Optimization of cross-linked poly(4-vinylphenol) gate dielectric for low-temperature vertically stacked organic thin-film transistors and logic circuits on a flexible substrate

Abstract

A polymer gate dielectric is one of the key elements of high-performance solution-processed organic thin-film transistors (OTFTs) for low-cost, large-area, flexible electronic applications. For the past decade a poly(4-vinylphenol) (PVP) dielectric cross-linked with poly(melamine-co-formaldehyde) (PMF) has been widely used due to its low leakage current, high capacitance, and high chemical compatibility in OTFTs. However, the cross-linked PVP (cPVP) dielectric has been compatible only with suitably engineered expensive plastic substrates due to its high curing temperature (typically >150 °C).

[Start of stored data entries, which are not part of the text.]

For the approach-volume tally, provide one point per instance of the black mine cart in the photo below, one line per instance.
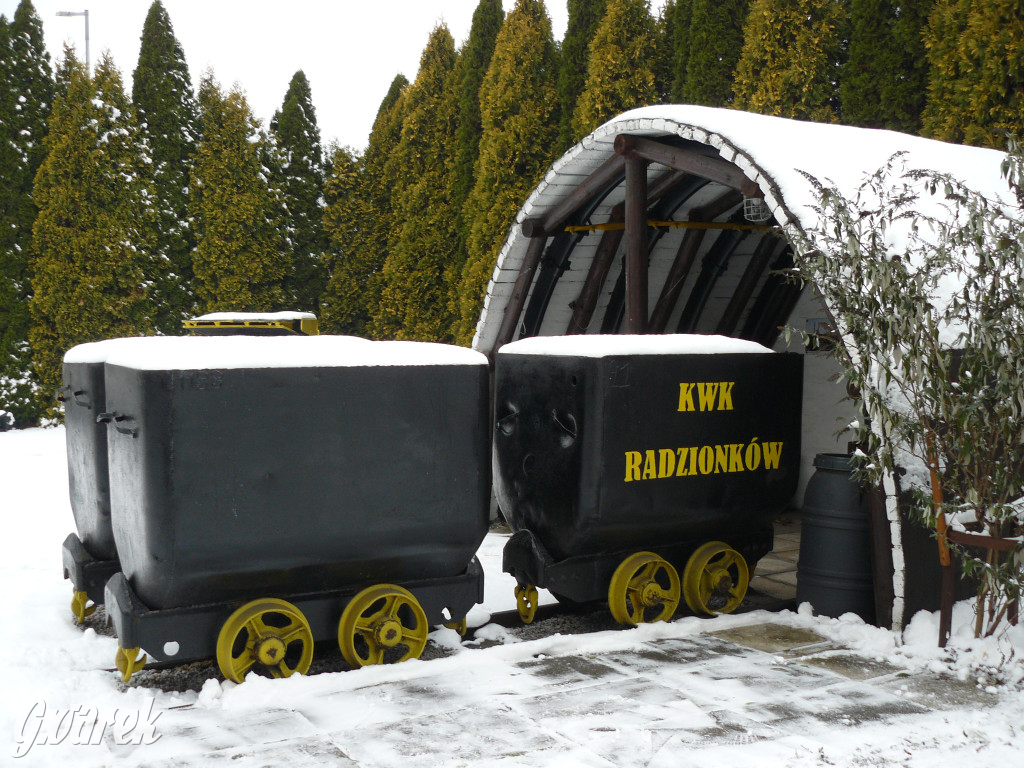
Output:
(642, 469)
(90, 556)
(271, 493)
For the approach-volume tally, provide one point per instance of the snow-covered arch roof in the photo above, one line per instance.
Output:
(773, 153)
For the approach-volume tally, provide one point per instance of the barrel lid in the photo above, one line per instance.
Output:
(836, 462)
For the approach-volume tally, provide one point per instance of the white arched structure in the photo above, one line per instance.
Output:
(698, 165)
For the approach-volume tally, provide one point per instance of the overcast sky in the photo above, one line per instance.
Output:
(350, 50)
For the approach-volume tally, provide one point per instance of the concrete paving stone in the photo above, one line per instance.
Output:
(730, 729)
(773, 680)
(313, 752)
(867, 709)
(224, 729)
(658, 655)
(617, 705)
(940, 691)
(775, 590)
(773, 564)
(788, 578)
(441, 737)
(563, 671)
(786, 546)
(849, 665)
(770, 638)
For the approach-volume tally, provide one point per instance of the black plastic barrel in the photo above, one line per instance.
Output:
(835, 569)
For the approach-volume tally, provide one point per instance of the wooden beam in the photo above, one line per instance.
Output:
(714, 169)
(759, 262)
(510, 322)
(636, 245)
(583, 309)
(610, 170)
(684, 258)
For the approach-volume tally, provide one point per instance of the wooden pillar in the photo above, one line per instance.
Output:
(636, 245)
(513, 310)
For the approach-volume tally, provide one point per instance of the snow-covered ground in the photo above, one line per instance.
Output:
(682, 693)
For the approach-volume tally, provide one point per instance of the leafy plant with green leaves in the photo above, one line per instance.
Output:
(922, 275)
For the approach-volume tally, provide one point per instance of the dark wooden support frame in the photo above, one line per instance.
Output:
(513, 310)
(714, 169)
(631, 159)
(740, 297)
(584, 307)
(636, 245)
(609, 171)
(683, 262)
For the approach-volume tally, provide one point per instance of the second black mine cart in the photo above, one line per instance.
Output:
(642, 469)
(270, 493)
(89, 556)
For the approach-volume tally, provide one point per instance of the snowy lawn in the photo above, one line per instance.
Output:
(688, 692)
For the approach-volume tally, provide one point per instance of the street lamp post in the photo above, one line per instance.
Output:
(86, 14)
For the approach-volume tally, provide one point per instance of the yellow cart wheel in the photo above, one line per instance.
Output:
(382, 625)
(80, 605)
(525, 601)
(715, 580)
(268, 636)
(128, 662)
(643, 589)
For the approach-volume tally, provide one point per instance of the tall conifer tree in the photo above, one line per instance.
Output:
(518, 108)
(585, 15)
(883, 81)
(350, 257)
(26, 99)
(473, 61)
(239, 261)
(678, 16)
(714, 41)
(166, 109)
(791, 59)
(90, 238)
(976, 51)
(424, 245)
(298, 174)
(623, 58)
(382, 175)
(357, 221)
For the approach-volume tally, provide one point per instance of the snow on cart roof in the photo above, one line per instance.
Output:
(609, 345)
(255, 316)
(763, 156)
(222, 352)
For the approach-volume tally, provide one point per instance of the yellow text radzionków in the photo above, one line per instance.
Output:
(701, 460)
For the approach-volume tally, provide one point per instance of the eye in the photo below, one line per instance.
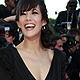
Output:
(34, 12)
(22, 13)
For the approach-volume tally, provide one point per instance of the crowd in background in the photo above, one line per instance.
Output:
(66, 39)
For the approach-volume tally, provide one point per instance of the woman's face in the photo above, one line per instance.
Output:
(31, 22)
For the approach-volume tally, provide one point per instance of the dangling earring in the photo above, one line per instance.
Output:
(43, 28)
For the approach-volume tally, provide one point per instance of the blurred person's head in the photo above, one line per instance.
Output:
(10, 4)
(76, 33)
(57, 42)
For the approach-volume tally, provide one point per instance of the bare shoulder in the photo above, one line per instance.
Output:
(51, 53)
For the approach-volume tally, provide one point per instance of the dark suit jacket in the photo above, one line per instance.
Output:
(62, 17)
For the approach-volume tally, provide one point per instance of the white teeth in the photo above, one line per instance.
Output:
(29, 25)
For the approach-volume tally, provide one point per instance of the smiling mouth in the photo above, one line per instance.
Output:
(29, 26)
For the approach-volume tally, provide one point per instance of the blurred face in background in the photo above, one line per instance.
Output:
(10, 3)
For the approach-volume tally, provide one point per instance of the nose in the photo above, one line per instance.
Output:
(28, 17)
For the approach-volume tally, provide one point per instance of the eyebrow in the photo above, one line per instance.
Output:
(35, 9)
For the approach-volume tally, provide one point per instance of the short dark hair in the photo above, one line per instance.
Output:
(26, 5)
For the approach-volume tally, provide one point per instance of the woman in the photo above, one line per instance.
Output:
(31, 59)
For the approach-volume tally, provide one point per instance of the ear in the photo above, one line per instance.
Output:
(44, 22)
(18, 23)
(14, 38)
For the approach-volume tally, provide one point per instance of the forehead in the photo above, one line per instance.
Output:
(59, 41)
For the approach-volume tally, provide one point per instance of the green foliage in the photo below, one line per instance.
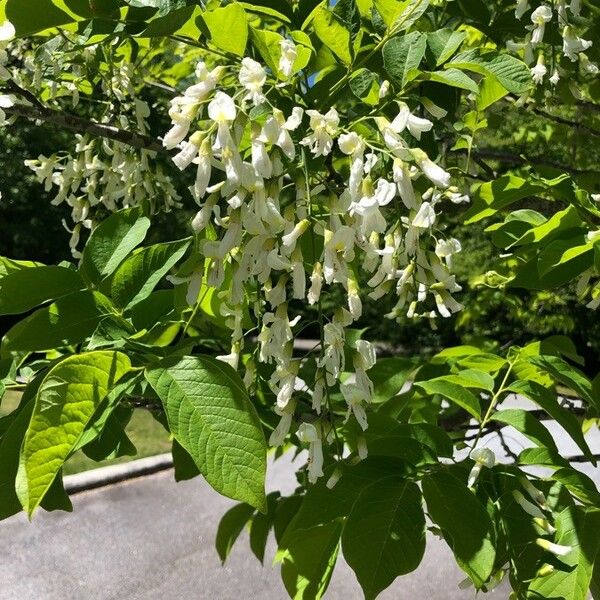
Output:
(210, 415)
(139, 319)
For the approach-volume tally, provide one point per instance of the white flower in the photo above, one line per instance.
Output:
(539, 71)
(7, 32)
(539, 17)
(316, 282)
(276, 130)
(483, 457)
(222, 108)
(289, 240)
(521, 9)
(445, 248)
(203, 160)
(368, 207)
(231, 359)
(354, 397)
(189, 152)
(575, 7)
(425, 217)
(176, 135)
(384, 90)
(5, 102)
(323, 127)
(289, 53)
(366, 354)
(433, 172)
(573, 45)
(308, 434)
(283, 427)
(207, 80)
(252, 76)
(528, 507)
(351, 143)
(556, 549)
(405, 119)
(403, 180)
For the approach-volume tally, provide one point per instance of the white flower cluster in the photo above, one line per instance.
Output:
(102, 172)
(7, 33)
(99, 172)
(270, 211)
(565, 16)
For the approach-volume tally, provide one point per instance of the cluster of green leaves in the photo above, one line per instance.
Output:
(109, 334)
(97, 337)
(377, 511)
(545, 252)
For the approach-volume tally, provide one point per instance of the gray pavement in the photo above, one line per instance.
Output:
(152, 538)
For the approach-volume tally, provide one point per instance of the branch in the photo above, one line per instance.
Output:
(517, 159)
(81, 125)
(581, 458)
(568, 122)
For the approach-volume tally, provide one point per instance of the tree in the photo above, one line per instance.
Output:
(328, 147)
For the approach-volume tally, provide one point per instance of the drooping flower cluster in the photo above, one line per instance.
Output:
(564, 16)
(285, 233)
(98, 173)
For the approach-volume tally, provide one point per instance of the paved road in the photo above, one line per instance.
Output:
(153, 539)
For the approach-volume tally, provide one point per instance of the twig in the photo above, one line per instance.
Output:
(81, 125)
(518, 159)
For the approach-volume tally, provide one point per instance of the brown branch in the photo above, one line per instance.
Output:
(580, 458)
(568, 122)
(81, 125)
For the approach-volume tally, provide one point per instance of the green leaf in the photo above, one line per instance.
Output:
(10, 446)
(453, 392)
(183, 464)
(580, 529)
(547, 400)
(211, 416)
(175, 21)
(579, 484)
(364, 84)
(9, 265)
(399, 15)
(112, 241)
(443, 43)
(389, 376)
(524, 422)
(490, 91)
(465, 524)
(228, 27)
(230, 527)
(64, 405)
(40, 15)
(495, 195)
(309, 559)
(69, 320)
(135, 279)
(511, 72)
(260, 526)
(25, 289)
(573, 378)
(332, 33)
(453, 78)
(384, 536)
(268, 45)
(402, 57)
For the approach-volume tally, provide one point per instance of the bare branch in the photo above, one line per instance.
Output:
(81, 125)
(518, 159)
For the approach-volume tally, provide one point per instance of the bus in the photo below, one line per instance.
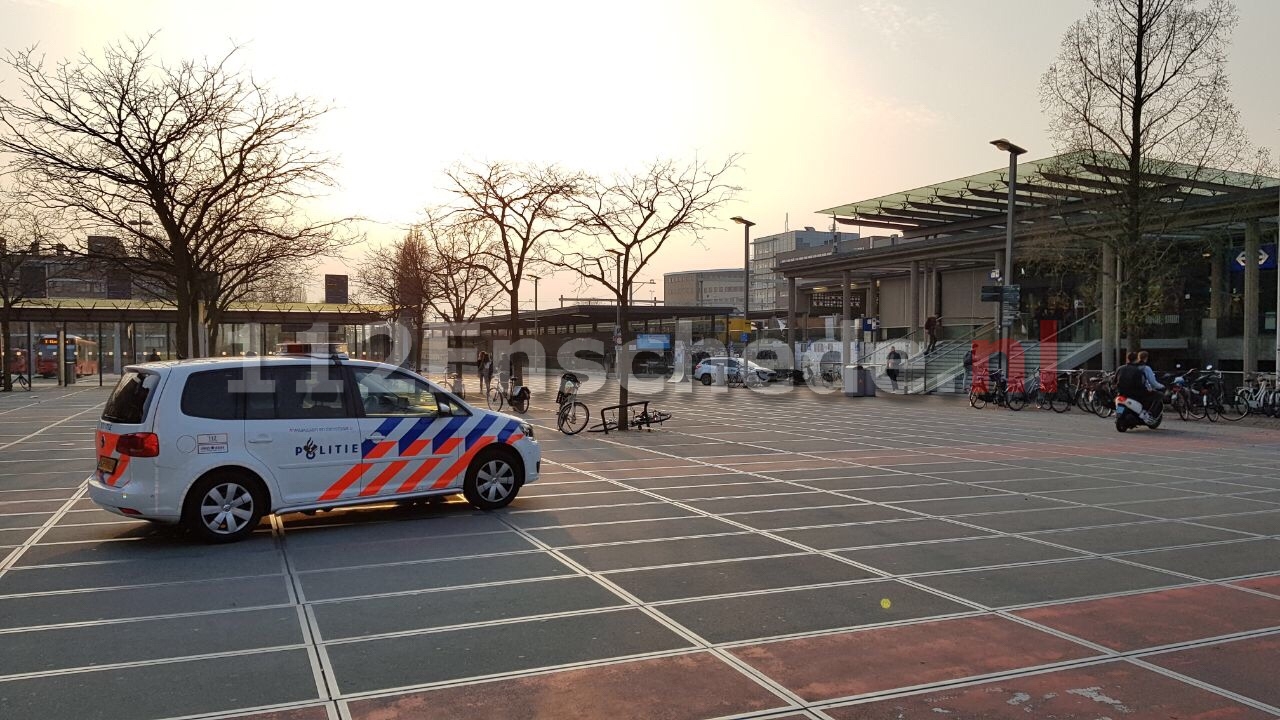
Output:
(83, 351)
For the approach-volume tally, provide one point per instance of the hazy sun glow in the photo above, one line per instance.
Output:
(830, 100)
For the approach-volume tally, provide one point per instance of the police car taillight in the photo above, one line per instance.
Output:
(138, 445)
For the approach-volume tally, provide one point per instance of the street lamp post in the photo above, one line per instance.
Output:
(535, 278)
(1014, 151)
(746, 270)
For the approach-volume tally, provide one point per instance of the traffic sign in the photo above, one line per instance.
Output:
(1266, 259)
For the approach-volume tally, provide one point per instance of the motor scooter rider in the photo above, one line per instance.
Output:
(1138, 381)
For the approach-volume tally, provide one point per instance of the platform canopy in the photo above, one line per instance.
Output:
(1074, 183)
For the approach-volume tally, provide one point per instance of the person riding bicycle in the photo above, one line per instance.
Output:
(1137, 379)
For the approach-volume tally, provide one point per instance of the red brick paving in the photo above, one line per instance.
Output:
(688, 687)
(1112, 689)
(858, 662)
(1153, 619)
(1249, 666)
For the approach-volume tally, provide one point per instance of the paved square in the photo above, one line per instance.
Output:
(766, 555)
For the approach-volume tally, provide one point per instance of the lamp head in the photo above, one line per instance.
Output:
(1008, 146)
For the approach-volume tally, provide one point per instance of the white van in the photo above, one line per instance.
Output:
(218, 443)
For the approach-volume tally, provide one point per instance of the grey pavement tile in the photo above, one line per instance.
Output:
(955, 555)
(841, 514)
(1197, 506)
(923, 492)
(795, 499)
(59, 648)
(713, 478)
(667, 552)
(1257, 523)
(169, 689)
(351, 582)
(137, 573)
(26, 506)
(316, 557)
(739, 575)
(1216, 561)
(544, 488)
(1051, 484)
(1002, 474)
(141, 602)
(397, 661)
(969, 505)
(553, 518)
(631, 531)
(158, 548)
(19, 536)
(1104, 496)
(589, 500)
(746, 488)
(880, 533)
(1055, 519)
(23, 520)
(1025, 584)
(763, 615)
(341, 531)
(864, 482)
(1144, 536)
(438, 609)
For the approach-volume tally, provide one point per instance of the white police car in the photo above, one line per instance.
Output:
(218, 443)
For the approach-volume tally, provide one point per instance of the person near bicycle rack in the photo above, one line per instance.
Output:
(484, 365)
(892, 363)
(1138, 381)
(968, 365)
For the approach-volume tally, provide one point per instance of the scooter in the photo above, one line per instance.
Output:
(1130, 413)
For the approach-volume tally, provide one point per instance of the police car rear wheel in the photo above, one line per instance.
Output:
(493, 481)
(224, 507)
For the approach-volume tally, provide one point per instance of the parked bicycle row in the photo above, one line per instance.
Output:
(1196, 393)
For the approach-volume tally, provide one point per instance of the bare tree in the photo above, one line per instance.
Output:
(183, 160)
(626, 220)
(524, 208)
(23, 269)
(398, 277)
(1139, 101)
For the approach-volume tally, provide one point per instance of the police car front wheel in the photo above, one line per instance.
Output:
(224, 507)
(493, 479)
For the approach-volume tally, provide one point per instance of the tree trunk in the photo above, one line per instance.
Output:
(517, 374)
(5, 355)
(622, 363)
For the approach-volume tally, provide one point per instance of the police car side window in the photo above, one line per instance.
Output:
(393, 395)
(298, 392)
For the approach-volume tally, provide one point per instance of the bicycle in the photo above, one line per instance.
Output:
(572, 415)
(506, 391)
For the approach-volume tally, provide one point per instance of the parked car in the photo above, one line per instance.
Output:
(707, 370)
(218, 443)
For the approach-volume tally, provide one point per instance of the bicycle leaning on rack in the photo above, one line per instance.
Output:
(506, 391)
(572, 415)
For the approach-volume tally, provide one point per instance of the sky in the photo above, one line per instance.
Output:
(828, 101)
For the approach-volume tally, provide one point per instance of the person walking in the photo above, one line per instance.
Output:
(932, 324)
(892, 364)
(968, 367)
(484, 365)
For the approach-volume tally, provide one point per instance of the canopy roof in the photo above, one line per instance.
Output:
(1055, 186)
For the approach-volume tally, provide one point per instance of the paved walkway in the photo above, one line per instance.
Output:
(794, 556)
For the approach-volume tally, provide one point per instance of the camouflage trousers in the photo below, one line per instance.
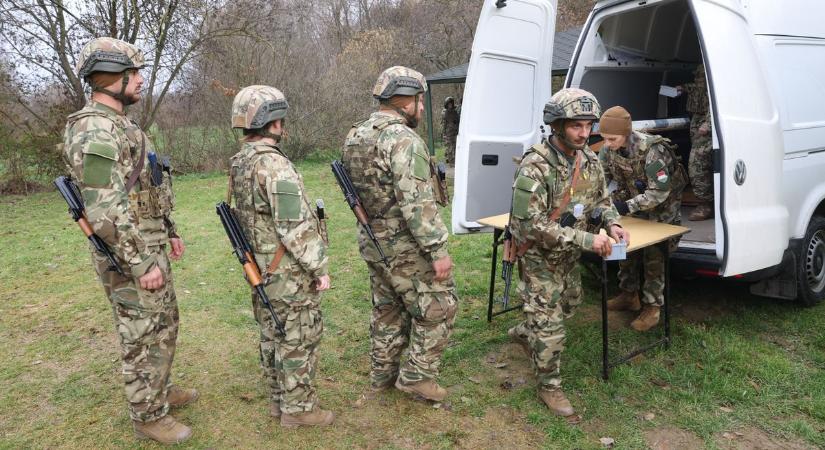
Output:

In this study, we sought to find the optimum PVP:PMF weight ratio to fabricate low-temperature, solution-processed OTFTs on polyethylene naphthalate. We investigated the influence of different cPVP conditions such as PVP:PMF weight ratio (0.2:1 to 5:1) and annealing temperature (100 to 200 °C) on the performances of 6,13-bis(triisopropylsilylethynyl):polystyrene blend OTFTs. We found that the OTFT using the PVP:PMF with the weight ratio of 1:2 showed negligible gate-bias stress, low gate leakage current, and strong chemical resistance in common solvents, even though the dielectric film was annealed at 100 °C. Fourier transform infrared spectroscopy measurements provided the evidence that device performances were influenced by the weight ratio and annealing temperature of the cPVP dielectric due to the presence of free and hydrogen-bonded hydroxyl groups. Finally, we demonstrated vertically integrated OTFTs with the optimized cPVP dielectric to form three-dimensional universal logic NAND gate. This work shows that cPVP is a suitable dielectric material to fabricate flexible electronic devices and circuits on inexpensive plastic substrates with high transistor density and high yield.